SECOND BAPTIST

Lighting the Darkness

The thick fog rolls across my backyard in the hour before dawn. My neighbor’s pool lights illuminate the fog with green and purple light casting an eerie light in the fog rising behind our fence. The darkness seems especially dark today.

We are in the midst of Holy Week, a drastically different Holy Week from any I have experienced. I wonder, how many times in history has Holy Week been disrupted for the entire world? The other day we stumbled across the live stream for our friend Tony’s church in Ghana. He was preaching from what looked to be his home. Nothing is the same for anyone.

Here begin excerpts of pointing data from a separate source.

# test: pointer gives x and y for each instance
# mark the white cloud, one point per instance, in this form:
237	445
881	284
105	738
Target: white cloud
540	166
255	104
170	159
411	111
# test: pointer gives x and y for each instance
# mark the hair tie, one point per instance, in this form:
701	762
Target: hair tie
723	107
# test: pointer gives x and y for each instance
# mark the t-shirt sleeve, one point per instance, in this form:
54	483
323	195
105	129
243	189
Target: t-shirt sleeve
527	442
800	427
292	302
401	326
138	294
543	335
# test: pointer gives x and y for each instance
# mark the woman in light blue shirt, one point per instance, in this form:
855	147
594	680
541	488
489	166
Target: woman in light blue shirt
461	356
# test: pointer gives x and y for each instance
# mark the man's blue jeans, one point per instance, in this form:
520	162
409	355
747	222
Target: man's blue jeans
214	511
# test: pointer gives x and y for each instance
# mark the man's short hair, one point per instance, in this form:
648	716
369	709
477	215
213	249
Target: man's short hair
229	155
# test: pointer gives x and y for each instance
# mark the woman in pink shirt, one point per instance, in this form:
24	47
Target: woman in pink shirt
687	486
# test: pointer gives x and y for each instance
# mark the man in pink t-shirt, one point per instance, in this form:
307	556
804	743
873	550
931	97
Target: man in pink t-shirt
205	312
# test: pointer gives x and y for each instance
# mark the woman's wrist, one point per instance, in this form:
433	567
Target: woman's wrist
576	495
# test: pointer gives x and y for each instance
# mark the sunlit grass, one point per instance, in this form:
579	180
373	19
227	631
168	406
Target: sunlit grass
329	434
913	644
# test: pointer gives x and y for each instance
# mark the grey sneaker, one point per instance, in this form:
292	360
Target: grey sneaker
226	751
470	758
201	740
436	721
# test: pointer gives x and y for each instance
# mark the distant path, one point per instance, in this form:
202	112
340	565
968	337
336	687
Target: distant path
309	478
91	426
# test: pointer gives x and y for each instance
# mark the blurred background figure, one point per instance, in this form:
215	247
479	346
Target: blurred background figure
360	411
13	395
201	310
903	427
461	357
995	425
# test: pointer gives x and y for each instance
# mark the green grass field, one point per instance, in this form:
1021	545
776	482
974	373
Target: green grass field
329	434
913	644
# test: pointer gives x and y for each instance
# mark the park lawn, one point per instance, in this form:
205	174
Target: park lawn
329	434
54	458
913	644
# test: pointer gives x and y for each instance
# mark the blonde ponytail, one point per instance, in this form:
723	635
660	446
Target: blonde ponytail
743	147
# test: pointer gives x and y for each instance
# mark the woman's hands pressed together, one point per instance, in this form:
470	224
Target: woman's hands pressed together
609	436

The darkness seems especially dark today.

We find ourselves collectively in a season of darkness. A season when depression, despair, and anxiety threaten to take control. A season where separation from each other casts a tangible disruption across every facet of our lives. A season when we are acutely aware of our need for a Savior.

The darkness seems especially dark today.

The words of Paul to the church at Philippi flash through my mind, “shine like stars in the world” (Phil. 2:15 NRSV). Shine? But in the verses around this one, Paul describes a crooked, perverse world filled with complaining and arguing. Surely the darkness seemed especially dark to the believers in Philippi who had watched with their own eyes as Paul was thrown in prison and run out of town by the people in their city.

But the light is coming and has already come. John opens his gospel with these words:

“In the beginning the Word already existed. The Word was with God, and the Word was God. He existed in the beginning with God. God created everything through him, and nothing was created except through him. The Word gave life to everything that was created, and his life brought light to everyone. The light shines in the darkness, and the darkness can never extinguish it” (John 1:1-5 NLT).

Jesus, the Word, God in flesh, God with us, is the light. And he illuminates the darkest darkness.

Consider a candle in an inky black room. The tiniest tealight candle sends the darkness around it fleeing. The light and dark cannot occupy the same physical space. If a tiny candle can eliminate a tiny part of darkness so completely, how much more does Jesus vanquish all of the darkness forever.

And when we choose to follow Jesus, he calls us to shine like stars no matter our circumstances, shedding the light of Jesus into the darkest of places. We are called to reflect the light of the King of Kings to a world stricken by a pandemic, to a world riddled with sin, to a world utterly broken. We are called to “shine like stars.”

During this time when we are reminded that the world is not as it should be, let us shine brightly as beacons, piercing the darkness and pointing to the source of our light, King Jesus who came and is coming and will come again.

“The light shines in the darkness, and the darkness can never extinguish it.”